As Alexander Fraser Tytler wrote:

“A democracy cannot exist as a permanent form of government. It can only exist until the voters discover that they can vote themselves largesse from the public treasury. From that moment on, the majority always votes for the candidates promising the most benefits from the public treasury with the result that a democracy always collapses over loose fiscal policy, always followed by a dictatorship. The average age of the world's greatest civilizations has been 200 years. These nations have progressed through this sequence: From bondage to spiritual faith; From spiritual faith to great courage; From courage to liberty; From liberty to abundance; From abundance to selfishness; From selfishness to apathy; From apathy to dependence; From dependence back into bondage.

Or, as Ben Franklin famously quipped:
“Those who would give up essential liberty to purchase a little temporary safety deserve neither liberty nor safety.

Neither these guys could have foreseen the efficiency with which technology could be wielded by corporations, government and the technocratic elite to control society.

@Ramon E Alvarez tracking this for a slightly different angle I think this is troubling for similar reasons that the current environment in this country is troubling—data is being shared and pooled and sold just like this rich now in the name of selling you things. Algorithms that tailor choices are in fact controlling your environment, not sure why it’s better if it’s for capitalist purposes.

What the IMF is really saying is “you know banks should really catch up to the market here.

And yea, the monitoring and social media stuff by govt is scary too—right now the only real “defense” is obscurity and a strong legal system. Both under threat

@Nate R. interesting thread.  I am going to ask a question that may take us further afield and potentially off-topic... but I am also going to tie it back to real estate!  Here goes.

You said "The big banks cannot adapt fast enough and are being replaced by Fintech upstarts."  Isn't this... not the case?  To be clear, I wish that it were... but I've been pretty disappointed at how much Fintech upstarts haven't done this.  I guess you could argue that it's because of regulation that favors the established big banks... but again, it's still the case so far.  So I'm still waiting for the Fintech!  And, there are even some big bank products that are pretty good - for example, Zelle.

Real estate tie-in: I use Zillow Rental Manager and have been pretty happy with it.  Is Zillow Fintech?

Thoughts?

Originally posted by @Nicholas L. :

@Nate R. interesting thread.  I am going to ask a question that may take us further afield and potentially off-topic... but I am also going to tie it back to real estate!  Here goes.

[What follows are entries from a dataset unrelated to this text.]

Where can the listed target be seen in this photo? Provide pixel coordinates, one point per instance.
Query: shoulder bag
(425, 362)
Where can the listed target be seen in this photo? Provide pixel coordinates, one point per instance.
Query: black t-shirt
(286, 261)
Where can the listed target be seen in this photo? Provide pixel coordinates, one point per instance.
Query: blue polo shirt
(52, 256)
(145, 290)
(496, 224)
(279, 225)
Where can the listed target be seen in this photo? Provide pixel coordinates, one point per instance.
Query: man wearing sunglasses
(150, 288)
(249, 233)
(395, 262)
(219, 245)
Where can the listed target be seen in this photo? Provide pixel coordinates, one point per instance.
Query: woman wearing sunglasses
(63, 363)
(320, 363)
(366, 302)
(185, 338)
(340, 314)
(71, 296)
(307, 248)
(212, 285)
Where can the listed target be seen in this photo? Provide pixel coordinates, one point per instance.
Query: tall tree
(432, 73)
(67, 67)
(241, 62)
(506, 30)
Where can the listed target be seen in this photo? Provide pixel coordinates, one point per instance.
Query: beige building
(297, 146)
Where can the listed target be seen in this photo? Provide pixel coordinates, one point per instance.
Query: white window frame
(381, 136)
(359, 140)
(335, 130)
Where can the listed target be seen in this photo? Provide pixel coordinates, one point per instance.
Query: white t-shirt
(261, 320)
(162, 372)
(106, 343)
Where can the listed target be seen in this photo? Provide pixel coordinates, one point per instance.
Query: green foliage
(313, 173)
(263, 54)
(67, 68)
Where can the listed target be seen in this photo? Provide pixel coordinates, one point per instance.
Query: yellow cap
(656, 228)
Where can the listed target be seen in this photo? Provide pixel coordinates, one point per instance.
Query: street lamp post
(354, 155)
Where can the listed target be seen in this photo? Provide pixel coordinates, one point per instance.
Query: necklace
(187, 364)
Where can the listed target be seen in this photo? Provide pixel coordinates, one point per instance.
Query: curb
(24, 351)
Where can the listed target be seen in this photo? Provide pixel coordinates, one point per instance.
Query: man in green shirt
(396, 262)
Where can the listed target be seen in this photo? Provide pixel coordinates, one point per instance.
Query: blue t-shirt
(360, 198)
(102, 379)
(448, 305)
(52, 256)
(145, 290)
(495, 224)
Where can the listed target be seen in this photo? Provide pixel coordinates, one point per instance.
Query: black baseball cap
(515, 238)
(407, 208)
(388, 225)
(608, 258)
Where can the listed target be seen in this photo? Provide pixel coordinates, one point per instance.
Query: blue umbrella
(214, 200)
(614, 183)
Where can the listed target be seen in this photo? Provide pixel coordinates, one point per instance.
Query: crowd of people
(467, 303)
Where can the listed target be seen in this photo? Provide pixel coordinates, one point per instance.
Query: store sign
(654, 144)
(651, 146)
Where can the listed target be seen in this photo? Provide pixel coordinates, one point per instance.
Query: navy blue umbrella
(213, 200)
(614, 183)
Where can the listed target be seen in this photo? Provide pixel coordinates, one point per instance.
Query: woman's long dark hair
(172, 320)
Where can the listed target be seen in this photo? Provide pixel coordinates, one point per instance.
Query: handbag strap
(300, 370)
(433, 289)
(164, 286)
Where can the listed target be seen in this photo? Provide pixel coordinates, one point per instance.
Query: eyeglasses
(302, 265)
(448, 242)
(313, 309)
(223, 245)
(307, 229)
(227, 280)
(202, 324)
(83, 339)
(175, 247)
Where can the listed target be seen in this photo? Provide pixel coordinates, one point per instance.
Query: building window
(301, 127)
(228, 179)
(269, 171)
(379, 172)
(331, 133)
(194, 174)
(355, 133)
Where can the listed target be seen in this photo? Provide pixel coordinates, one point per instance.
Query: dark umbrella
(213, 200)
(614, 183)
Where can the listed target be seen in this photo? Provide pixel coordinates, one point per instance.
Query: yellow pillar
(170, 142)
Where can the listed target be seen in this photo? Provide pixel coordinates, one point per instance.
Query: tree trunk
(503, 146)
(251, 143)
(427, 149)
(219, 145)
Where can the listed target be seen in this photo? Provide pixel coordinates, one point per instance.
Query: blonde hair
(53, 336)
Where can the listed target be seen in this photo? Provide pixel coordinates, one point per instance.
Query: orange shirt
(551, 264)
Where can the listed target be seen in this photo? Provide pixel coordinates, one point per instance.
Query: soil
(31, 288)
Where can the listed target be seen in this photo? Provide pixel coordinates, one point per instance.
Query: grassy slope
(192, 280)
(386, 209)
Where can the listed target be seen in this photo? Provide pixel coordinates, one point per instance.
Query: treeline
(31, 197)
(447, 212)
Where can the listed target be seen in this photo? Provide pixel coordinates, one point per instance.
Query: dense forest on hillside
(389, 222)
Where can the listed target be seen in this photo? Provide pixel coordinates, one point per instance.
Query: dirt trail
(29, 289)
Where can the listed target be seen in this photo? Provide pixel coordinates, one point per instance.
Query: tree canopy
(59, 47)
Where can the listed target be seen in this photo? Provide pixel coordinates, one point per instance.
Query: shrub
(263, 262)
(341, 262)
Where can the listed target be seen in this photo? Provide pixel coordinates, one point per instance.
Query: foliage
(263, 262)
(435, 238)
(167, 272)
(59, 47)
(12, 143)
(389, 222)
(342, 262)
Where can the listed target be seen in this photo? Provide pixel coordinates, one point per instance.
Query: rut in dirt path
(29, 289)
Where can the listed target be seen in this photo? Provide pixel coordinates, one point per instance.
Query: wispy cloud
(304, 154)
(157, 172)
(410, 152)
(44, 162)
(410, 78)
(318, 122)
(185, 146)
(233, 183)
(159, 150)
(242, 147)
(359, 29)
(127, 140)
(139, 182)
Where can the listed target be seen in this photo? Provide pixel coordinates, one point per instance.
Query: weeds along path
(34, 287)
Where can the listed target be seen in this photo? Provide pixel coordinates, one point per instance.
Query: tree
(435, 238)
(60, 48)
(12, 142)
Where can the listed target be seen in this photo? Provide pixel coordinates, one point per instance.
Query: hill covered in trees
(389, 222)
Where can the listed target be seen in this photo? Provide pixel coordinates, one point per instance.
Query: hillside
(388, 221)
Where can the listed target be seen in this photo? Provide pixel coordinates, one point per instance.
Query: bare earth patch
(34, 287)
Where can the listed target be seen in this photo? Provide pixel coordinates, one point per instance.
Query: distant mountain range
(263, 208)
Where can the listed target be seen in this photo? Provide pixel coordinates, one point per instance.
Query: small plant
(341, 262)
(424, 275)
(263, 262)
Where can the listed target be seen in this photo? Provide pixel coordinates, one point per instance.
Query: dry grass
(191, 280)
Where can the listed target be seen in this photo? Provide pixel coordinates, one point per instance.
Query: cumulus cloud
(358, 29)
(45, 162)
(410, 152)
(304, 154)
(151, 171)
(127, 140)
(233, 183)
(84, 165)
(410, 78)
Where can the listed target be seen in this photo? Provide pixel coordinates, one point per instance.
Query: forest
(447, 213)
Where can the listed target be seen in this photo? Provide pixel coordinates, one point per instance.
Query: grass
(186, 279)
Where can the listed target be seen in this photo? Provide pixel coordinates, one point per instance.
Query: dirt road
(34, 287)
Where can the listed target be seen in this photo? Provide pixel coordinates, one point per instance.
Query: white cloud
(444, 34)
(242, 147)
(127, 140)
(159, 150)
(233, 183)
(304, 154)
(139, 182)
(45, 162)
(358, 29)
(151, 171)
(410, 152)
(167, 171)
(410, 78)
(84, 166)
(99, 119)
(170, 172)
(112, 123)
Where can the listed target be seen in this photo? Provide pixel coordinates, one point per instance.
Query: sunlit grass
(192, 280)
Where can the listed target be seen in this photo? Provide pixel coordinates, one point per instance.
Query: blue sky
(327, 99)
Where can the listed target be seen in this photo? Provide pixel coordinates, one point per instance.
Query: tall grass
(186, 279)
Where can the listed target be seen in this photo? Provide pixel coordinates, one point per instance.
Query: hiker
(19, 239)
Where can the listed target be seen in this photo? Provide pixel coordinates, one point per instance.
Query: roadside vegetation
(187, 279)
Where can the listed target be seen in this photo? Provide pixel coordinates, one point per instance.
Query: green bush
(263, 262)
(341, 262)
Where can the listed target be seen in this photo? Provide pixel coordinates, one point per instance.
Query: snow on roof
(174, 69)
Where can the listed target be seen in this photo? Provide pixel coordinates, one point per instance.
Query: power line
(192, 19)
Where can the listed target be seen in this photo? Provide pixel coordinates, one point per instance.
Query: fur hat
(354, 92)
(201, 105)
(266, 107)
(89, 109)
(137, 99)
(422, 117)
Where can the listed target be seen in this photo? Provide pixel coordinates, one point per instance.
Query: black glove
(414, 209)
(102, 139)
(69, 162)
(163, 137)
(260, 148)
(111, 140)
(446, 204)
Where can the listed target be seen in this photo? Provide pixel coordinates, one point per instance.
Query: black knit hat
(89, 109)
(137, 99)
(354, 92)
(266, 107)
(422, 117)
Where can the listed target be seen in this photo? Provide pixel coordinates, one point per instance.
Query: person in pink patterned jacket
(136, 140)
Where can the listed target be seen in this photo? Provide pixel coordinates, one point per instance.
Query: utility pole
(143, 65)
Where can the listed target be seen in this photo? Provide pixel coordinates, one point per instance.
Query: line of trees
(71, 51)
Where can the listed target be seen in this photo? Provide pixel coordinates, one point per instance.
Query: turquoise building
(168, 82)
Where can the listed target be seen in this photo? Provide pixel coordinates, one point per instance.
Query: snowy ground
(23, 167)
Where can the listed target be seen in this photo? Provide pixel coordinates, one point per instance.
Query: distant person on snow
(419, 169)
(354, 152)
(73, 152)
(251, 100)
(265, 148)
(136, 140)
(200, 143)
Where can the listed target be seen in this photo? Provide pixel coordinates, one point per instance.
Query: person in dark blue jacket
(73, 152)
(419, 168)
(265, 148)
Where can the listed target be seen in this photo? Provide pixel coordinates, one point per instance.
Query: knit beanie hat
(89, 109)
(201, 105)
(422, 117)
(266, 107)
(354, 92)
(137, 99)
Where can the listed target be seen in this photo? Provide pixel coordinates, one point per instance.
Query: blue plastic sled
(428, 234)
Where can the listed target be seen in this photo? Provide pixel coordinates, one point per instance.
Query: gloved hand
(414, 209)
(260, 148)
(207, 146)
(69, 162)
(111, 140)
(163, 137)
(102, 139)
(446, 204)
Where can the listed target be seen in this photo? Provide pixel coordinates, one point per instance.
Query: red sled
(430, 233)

You said "The big banks cannot adapt fast enough and are being replaced by Fintech upstarts."  Isn't this... not the case?  To be clear, I wish that it were... but I've been pretty disappointed at how much Fintech upstarts haven't done this.  I guess you could argue that it's because of regulation that favors the established big banks... but again, it's still the case so far.  So I'm still waiting for the Fintech!  And, there are even some big bank products that are pretty good - for example, Zelle.

Real estate tie-in: I use Zillow Rental Manager and have been pretty happy with it.  Is Zillow Fintech?

Thoughts?

I might have exaggerated the threat of the "upstarts" a bit. Also, I guess I proposed a false dichotomy where only fintech upstarts offer innovative products. 

Is PayPal an upstart or are they now a big, established financial company? They have KYC procedures and seem to be heavily regulated like a bank, and they're tied to the traditional banking system. What about Square? It is making big investments in Bitcoin.

In our terminal version of capitalism, the large corporations, through regulatory capture and monopoly trade practices, gobble up the competition. Many of the innovative companies today will probably become "features" in established companies. 

The point I was trying to make earlier is that the Brave New World that the technocrats want is much closer than people realize.